Types of organizations
The article categorizes organizations based on the following three stages of analytics adoption:

  • Aspirational, using analytics to justify actions, primarily in finance, operations and marketing.  Key obstacles include lack of understanding of how to obtain value from analytics, executive sponsorship, and the culture of hoarding information.  These organizations are limited in their ability to gather, aggregate and analyze information, and frequently make decisions based on intuition rather than robust data and rigorous analysis.
  • Experienced, using analytics increasingly for strategy and business development.  Their primary use of analytics is for revenue growth, and major limitations are lack of technical skills for the analytics, as well as lack of effective data governance and ownership policies.  They have developed processes for capturing in analyzing data, but have limited capabilities to share it on a wide scale.
  • Transformed, using analytics to prescribe actions rather than to justify them.  These organizations use their analytical capabilities to create a competitive advantage over others who can’t extract knowledge from their data, or act as quickly upon it.  The major limitations of these organizations are lack of management bandwidth to competing priorities, and accessibility of the data continues to be an issue.  However, they have developed strong abilities to capture and analyze the data, as well as to share it.

Recommendations for success
The article recommends by specific steps in implementing analytics in an organization.

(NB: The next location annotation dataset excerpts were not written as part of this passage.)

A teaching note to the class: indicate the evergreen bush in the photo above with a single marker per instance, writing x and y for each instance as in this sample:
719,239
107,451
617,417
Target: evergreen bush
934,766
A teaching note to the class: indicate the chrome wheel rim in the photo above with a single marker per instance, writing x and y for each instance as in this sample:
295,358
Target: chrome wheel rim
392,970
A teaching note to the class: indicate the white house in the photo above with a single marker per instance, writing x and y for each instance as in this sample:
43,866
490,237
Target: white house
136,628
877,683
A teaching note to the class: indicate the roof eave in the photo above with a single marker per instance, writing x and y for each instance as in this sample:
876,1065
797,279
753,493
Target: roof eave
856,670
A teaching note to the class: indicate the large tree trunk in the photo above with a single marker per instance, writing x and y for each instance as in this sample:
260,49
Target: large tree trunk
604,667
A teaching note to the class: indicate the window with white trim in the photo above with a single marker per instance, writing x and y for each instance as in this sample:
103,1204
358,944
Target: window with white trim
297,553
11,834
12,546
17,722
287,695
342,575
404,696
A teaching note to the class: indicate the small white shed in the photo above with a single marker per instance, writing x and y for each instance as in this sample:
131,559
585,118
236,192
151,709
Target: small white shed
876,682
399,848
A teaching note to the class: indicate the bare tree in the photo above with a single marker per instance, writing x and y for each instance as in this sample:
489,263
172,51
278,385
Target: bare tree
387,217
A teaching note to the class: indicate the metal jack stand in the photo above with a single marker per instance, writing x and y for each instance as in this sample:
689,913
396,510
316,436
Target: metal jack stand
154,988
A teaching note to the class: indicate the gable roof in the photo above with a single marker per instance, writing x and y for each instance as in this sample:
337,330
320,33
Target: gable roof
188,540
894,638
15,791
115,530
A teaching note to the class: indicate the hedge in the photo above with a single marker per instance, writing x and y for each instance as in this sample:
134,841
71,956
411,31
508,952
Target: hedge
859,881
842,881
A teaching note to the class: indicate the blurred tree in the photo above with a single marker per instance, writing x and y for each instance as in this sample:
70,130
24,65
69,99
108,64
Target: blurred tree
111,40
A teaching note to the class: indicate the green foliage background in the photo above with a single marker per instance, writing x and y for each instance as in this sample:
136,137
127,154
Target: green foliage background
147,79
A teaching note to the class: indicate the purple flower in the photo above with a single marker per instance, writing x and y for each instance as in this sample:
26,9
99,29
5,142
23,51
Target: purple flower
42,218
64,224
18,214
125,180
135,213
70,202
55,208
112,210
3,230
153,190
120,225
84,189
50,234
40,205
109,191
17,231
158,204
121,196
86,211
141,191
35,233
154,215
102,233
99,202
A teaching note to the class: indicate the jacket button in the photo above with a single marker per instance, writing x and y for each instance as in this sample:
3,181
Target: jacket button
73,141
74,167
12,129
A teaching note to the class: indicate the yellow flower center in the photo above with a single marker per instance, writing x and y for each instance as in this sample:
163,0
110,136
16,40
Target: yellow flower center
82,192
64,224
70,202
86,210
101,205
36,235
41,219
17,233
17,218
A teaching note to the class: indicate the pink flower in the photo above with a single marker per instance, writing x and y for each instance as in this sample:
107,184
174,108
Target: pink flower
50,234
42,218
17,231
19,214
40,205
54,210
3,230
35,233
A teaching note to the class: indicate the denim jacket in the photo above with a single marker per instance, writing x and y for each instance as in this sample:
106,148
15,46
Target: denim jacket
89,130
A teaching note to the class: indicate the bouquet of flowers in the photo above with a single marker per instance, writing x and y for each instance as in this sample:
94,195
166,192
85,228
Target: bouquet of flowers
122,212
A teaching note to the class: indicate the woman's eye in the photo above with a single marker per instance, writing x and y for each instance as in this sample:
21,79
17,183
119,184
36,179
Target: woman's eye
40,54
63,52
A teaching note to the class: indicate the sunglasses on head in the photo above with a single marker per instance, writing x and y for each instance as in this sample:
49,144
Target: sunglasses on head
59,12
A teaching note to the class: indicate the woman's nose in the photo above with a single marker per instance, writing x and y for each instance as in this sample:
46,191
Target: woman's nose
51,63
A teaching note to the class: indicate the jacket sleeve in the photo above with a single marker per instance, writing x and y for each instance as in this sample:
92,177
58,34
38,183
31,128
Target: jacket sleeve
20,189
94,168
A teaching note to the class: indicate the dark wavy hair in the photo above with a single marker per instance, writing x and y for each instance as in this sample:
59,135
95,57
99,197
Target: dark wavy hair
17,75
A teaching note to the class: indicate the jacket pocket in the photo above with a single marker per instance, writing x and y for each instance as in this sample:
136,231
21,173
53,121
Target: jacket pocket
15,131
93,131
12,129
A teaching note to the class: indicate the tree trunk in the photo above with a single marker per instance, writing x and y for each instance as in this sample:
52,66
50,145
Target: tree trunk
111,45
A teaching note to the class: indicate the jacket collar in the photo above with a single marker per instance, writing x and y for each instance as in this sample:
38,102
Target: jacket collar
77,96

  • First, don’t start with the data.  Instead, start with an organizational challenge that can be solved by improved analytics.  Make sure that the analytics achieve a specific business purpose, such that “quick win” can be demonstrated.
  • Target the specific data necessary to meet this challenge, using the most readily available data.  Limit the scope of data collection, if necessary, in order to produce a timely result.  More comprehensive approaches that assemble large masses of data and spend significant time cleaning it up often lose momentum before results can be achieved.
  • Don’t try to use yesterday’s technologies to present to tomorrow’s results.  Data visualizations, such as dashboards and scorecards, simulations, and other techniques that enhance visualization of analytical results can pay big dividends in creating value.
  • Also, don’t attempt to replace your existing analytics capabilities with new ones.  As new capabilities are developed, existing one should continue to be supported.
  • Finally, while great successes can come in selecting specific areas having the most potential for benefit from analytics, don’t lose track of the big picture.  Make sure you know how each piece of the analytic system fits together, by developing information governance policies data architectures, and analytical tool kits that will be commonly applied throughout the organization.

Enhancing analytics in healthcare organizations
So where do healthcare organizations start in building its analytical capabilities?  Some organizations go for the “whole enchilada”, bringing in an enterprise-level data warehouse and business intelligence infrastructure.  While this approach works well for the right organization, it’s not the only way to begin.  One nice characteristic of Singletrack Analytics’ approach to BI is that it can be relatively easy to pick a specific organizational area with the data-related problem and build a solution to address that particular issue.  In this way a “quick win” can be achieved, which will build confidence in the ability of analytics to provide solutions to the organization’s other issues.  The area selected can be an operational area, such as a hospital department, a related organizational unit such as an ACO, physician hospital organization or PACE program.  It can also be a function within the organization such as providing improved analytics from the hospital’s cost accounting system, or enhancing the capabilities of the disease management team to identify and manage patients with chronic diseases.  Starting with small projects minimizes the cost barrier, as well as the demands on already-overtaxed IT staff.  It allows building a small team of trained users that can gradually encompass other projects within the organization.  While an enterprise BI solution may encompass the hospitals may enterprise-level systems, there will always be niche areas that fall outside of its boundaries, and for which targeted solutions are the best approach.

Browse through the business section of your local bookstore (if it still exists) and you’ll probably see an entire shelf dedicated to books like “Competing on Analytics”, “The New Know”, “The Decision Tree” and others on analytics, business intelligence and data-driven decision-making.  You’ll see why these techniques are creating value for many businesses.  Maybe yours should be one of them.